Android QR, PDF scanners Apps that may steal user banking credentials
image for illustrative purpose
Mobile security company ThreatFabric discovered apps on Google's Play Store for Android that managed to deceive people into downloading them more than 300,000 times. These apps posed as QR or PDF scanners, some even disguised themselves as cryptocurrency wallets but in actuality, their true identity was that of a banking trojan.

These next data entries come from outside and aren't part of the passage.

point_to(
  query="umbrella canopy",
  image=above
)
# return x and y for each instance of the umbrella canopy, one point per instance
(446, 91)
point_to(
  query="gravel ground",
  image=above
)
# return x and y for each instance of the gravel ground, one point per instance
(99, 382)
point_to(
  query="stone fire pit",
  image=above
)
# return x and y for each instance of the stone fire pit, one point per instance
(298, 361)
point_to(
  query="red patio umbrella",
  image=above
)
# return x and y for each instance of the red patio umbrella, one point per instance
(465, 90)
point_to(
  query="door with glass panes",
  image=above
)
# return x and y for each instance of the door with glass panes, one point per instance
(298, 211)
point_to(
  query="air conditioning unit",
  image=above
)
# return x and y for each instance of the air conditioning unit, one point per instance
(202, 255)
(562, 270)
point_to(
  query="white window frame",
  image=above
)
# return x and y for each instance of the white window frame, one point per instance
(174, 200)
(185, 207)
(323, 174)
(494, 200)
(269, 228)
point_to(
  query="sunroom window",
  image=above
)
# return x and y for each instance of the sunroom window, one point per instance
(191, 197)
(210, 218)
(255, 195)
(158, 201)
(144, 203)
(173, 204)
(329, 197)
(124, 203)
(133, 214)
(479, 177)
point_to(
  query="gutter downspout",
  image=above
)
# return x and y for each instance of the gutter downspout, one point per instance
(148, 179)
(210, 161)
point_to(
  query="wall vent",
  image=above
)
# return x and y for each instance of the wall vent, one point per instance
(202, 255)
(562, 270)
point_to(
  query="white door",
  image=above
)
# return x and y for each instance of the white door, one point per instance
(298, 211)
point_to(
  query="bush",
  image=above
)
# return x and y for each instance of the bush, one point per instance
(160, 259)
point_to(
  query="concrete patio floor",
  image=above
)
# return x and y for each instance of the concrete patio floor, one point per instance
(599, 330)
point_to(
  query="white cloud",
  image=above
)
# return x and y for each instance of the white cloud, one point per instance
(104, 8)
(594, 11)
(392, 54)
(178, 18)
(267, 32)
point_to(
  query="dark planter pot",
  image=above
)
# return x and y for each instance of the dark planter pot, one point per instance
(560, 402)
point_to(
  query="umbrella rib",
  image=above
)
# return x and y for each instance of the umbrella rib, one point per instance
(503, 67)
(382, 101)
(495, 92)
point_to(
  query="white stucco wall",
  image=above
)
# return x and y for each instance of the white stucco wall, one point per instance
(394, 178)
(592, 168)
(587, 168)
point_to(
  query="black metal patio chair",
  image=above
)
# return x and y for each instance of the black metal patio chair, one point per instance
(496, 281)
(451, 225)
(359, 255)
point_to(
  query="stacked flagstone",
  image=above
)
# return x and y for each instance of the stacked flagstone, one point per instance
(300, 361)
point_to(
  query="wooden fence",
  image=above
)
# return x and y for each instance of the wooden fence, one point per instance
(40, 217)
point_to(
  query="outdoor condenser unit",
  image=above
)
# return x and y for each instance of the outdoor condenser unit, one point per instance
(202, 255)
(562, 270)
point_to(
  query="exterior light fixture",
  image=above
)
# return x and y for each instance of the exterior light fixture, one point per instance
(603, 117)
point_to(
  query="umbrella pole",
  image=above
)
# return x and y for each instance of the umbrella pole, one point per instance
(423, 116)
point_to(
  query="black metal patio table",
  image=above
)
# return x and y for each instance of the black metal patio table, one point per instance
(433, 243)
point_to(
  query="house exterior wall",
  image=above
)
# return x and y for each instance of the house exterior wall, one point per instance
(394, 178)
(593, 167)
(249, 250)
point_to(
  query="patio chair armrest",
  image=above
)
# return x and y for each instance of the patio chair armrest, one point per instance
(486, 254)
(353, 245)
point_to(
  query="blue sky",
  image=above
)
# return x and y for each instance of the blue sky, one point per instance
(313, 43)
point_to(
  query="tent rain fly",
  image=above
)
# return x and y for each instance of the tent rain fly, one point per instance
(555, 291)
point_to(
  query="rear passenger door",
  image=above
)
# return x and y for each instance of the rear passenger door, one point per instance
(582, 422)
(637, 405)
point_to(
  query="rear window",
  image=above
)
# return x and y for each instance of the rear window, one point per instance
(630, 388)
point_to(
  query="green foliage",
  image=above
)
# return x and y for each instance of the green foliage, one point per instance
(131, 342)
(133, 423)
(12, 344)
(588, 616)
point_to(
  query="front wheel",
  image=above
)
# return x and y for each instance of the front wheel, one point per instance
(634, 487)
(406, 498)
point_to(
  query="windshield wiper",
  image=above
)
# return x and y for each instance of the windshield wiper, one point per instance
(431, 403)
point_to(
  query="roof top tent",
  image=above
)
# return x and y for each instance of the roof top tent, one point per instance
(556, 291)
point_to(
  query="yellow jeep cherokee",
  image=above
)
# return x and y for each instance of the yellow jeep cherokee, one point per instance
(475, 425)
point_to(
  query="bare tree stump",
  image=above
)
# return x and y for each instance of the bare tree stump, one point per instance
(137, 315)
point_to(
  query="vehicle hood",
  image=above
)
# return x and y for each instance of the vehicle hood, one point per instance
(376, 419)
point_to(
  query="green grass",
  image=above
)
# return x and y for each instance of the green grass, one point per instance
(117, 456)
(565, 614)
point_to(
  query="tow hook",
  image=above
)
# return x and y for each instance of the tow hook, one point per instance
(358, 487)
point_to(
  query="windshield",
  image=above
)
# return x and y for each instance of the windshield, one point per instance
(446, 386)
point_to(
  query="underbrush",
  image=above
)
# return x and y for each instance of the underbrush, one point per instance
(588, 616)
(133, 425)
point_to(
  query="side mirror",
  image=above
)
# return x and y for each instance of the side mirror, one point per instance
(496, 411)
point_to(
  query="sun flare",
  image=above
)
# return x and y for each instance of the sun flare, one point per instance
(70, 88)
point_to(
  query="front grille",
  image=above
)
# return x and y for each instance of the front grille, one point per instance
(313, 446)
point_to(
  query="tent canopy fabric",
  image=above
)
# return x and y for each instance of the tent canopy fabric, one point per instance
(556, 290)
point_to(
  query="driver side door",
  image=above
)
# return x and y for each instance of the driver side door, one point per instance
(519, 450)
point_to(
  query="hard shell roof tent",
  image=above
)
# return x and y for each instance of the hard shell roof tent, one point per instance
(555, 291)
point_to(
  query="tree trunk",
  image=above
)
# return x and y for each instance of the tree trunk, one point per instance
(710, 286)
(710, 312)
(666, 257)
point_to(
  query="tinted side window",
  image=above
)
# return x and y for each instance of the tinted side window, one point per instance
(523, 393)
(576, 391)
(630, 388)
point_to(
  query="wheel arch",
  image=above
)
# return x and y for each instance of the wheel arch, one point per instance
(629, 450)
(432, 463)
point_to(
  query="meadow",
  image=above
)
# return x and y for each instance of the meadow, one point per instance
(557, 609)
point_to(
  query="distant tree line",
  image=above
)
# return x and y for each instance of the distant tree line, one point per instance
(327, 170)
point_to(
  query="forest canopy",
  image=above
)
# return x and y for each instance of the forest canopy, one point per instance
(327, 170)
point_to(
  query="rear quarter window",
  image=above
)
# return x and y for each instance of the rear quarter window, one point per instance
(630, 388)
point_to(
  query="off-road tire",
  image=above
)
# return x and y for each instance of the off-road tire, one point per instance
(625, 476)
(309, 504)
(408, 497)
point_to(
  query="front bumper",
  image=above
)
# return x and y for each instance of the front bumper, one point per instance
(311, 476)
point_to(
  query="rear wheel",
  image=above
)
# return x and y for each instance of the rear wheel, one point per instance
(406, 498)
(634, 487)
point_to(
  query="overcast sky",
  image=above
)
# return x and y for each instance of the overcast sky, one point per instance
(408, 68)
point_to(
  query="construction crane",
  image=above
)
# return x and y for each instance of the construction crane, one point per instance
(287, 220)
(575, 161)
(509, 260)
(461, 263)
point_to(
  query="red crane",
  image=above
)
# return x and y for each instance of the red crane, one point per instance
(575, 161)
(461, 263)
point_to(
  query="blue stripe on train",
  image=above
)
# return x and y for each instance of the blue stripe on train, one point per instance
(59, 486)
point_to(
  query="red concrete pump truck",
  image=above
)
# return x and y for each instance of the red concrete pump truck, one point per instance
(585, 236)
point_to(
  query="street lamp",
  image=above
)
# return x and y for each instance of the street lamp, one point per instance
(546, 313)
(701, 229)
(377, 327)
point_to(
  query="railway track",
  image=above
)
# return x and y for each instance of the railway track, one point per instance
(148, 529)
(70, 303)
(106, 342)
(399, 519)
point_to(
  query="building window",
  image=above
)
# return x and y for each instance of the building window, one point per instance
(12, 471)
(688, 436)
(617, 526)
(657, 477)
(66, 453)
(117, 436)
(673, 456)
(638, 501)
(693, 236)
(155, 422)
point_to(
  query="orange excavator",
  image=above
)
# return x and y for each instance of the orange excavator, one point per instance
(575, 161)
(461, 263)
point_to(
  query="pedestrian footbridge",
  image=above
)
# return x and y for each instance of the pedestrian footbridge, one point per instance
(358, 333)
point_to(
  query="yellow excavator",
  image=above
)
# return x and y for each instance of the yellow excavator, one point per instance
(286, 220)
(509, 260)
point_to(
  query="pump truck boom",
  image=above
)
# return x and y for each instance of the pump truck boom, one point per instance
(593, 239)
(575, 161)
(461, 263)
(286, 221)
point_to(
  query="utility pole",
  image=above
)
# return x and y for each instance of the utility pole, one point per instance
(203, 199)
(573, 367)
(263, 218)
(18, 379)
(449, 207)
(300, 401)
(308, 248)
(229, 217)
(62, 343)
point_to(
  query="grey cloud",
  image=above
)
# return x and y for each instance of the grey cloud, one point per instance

These apps when downloaded stole user credential information like banking passwords or two-factor authentication codes. They even logged keystrokes and took screenshots of the victim's device.
Google has imposed several restrictions to apps on the Play Store, designed to curtail the spread of such apps. These include steps such as prevention of automatic installation of apps without a user's consent.
Threat actors have managed to find ways to sidestep Google's measures, including a method to manually activate the installation of trojan's on a victim's device, making it harder for auto detection algorithms.
Commonly known as dropper apps (disguised malware), they have figured out new ways to disguise themselves to avoid Google's detection, going so far as to have fully working backends for services they are pretending to be. For example - A malware fitness app with a fitness services backend to hide itself better.
"What makes these Google Play distribution campaigns very difficult to detect from an automation (sandbox) and machine learning perspective is that dropper apps all have a very small malicious footprint," the team at ThreatFabric writes in a blog post.
In some cases, the team found that the malicious code drops were delivered through carefully planned updates via the Google Play Store to throw off auto-detection.